DI contains four components which are responsible for reading and analyzing Kafka messages and for pushing them into the Space
.
DI Layer Overview
The DI Module is illustrated as follows:
1. Apache Flink
GigaSpaces uses Apache Flink as it is an open source framework and distributed processing engine for stateful computations over unbounded and bounded data streams. Flink is designed to run in all common cluster environments, performing computations at in-memory speed and at any scale. It is also a powerful and fast framework for stream processing. It also allows deployment of different types of applications at run-time. In addition, Flink supports streaming and batch mode, which is useful for periodic batch updates. One of the most common types of applications that are powered by Flink are Data Pipeline
Applications, which is why we chose to use it in our Smart DIH
solution.
Extract transform load (ETL) is a common approach used to convert and move data between storage systems. Often, ETL jobs are periodically triggered to copy data from transactional database systems to an analytical database or data warehouse. Data pipelines serve a similar purpose as ETL jobs in that they transform and enrich data and can move it from one storage system to another, However, they operate in a continuous streaming mode instead of being periodically triggered.

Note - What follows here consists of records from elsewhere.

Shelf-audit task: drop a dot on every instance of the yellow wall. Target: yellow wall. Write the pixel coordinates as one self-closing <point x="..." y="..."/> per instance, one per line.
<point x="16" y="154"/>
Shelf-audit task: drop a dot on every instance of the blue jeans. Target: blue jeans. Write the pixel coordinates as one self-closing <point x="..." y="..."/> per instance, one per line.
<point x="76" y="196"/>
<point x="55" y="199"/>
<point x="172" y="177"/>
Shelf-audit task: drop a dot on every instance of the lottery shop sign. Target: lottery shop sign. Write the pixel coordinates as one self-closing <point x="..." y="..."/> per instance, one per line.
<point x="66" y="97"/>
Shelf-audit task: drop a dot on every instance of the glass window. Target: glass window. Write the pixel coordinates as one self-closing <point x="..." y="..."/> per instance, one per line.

Additional Information: Apache Flink.
2. Metadata Manager (MDM)
The Metadata Manager (MDM) is a stateful data service which communicates with external components via REST APIs. It can be deployed as a standalone application. It uses Zookeeper
(ZK) as a persistent data store.
Functionality
The MDM stores, edits and retrieves information for the following:
-
The source table structure
-
The structure mapping to the space type
-
The data types conversion maps
-
The configurations of the DI Manager and Pipeline, which are DI layer components
-
The pluggable CDC
templates
-
The created and dropped types in the Space
The MDM refreshes its metadata on-demand from sources into the MDM data store (ZK). The MDM compares and repairs stored metadata against created objects and in Space. The MDM also provides information about stored metadata over REST to the UI and DI Manager.
3. DI Processor
The DI Processor is a Java library deployed to the Flink cluster. It is operated by the Flink Task Manager and is part of the Flink job. It is used to process Kafka messages and automatically identifies the consumed message format based on a pluggable CDC template. It converts messages into a Space document and writes the Space document to the Space.
Flow
-
Parsing Kafka messages
-
Determining source table information
-
Determining CDC operation type (INSERT, UPDATE or DELETE)
-
Extracting all column data from the parsed message.

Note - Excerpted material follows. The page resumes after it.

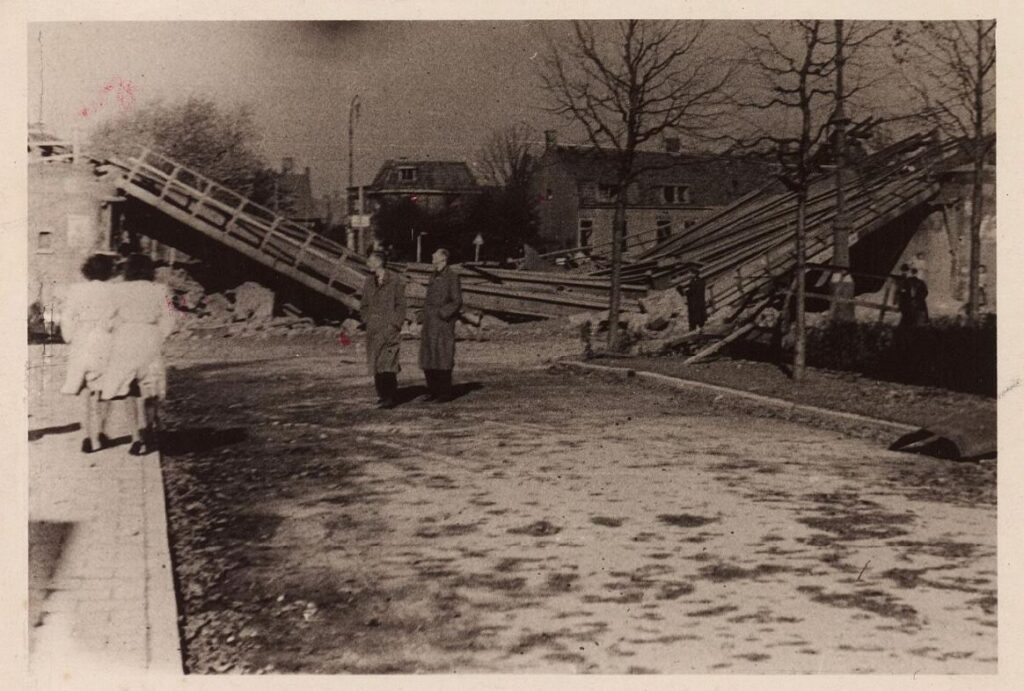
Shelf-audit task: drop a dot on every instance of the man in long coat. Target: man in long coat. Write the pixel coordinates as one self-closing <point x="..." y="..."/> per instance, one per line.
<point x="383" y="310"/>
<point x="696" y="301"/>
<point x="440" y="309"/>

Extraction information is provided by MDM service
Extraction information includes names of attributes, their types and json path used to extract the values
-
Storing extracted data as table row (e,g, Flink Row for interoperability)
The SpaceDocumentMapper is responsible for converting the table row into corresponding SpaceDocuments which is stored in the OpDoc entity together with the operation type.
The conversion is performed according to the source table name. Multiple types of SpaceDocuments can be generated from a single table row.
Conversion may include:
-
Mapping of row column name to the space document attribute name
-
Conversion of types
-
Non-trivial transformations
-
Calculated expressions
OpDoc
The OpDoc entity contains the following information:
-
Operation (insert, delete or update)
-
Space Document
-
Partition ID
-
Routing
property name
-
Transaction ID
Example:
Keyed by partition id
This is the process that attached a space partition ID to each OpDoc according to the SpaceType routing definition.
Time window aggregation
The process aggregates all OpDocs received during a certain time period for efficient space write operation.
Write to Space
At this phase, all aggregated OpDocs are written to the appropriate partition in space asynchronously using the space task execute mechanism.
4. DI Manager
The DI manager is an interface for communicating with Flink. It also communicates with external components such as UI and MDM via REST API. In addition, the DI Manager retrieves a correct schema and tables structure from a Source of Record (SOR) and stores it in the MDM.
The DI Manager-Flink operations are:
-
Creating, editing and dropping Flink jobs
-
Starting and stopping Flink jobs
-
Getting Flink's job status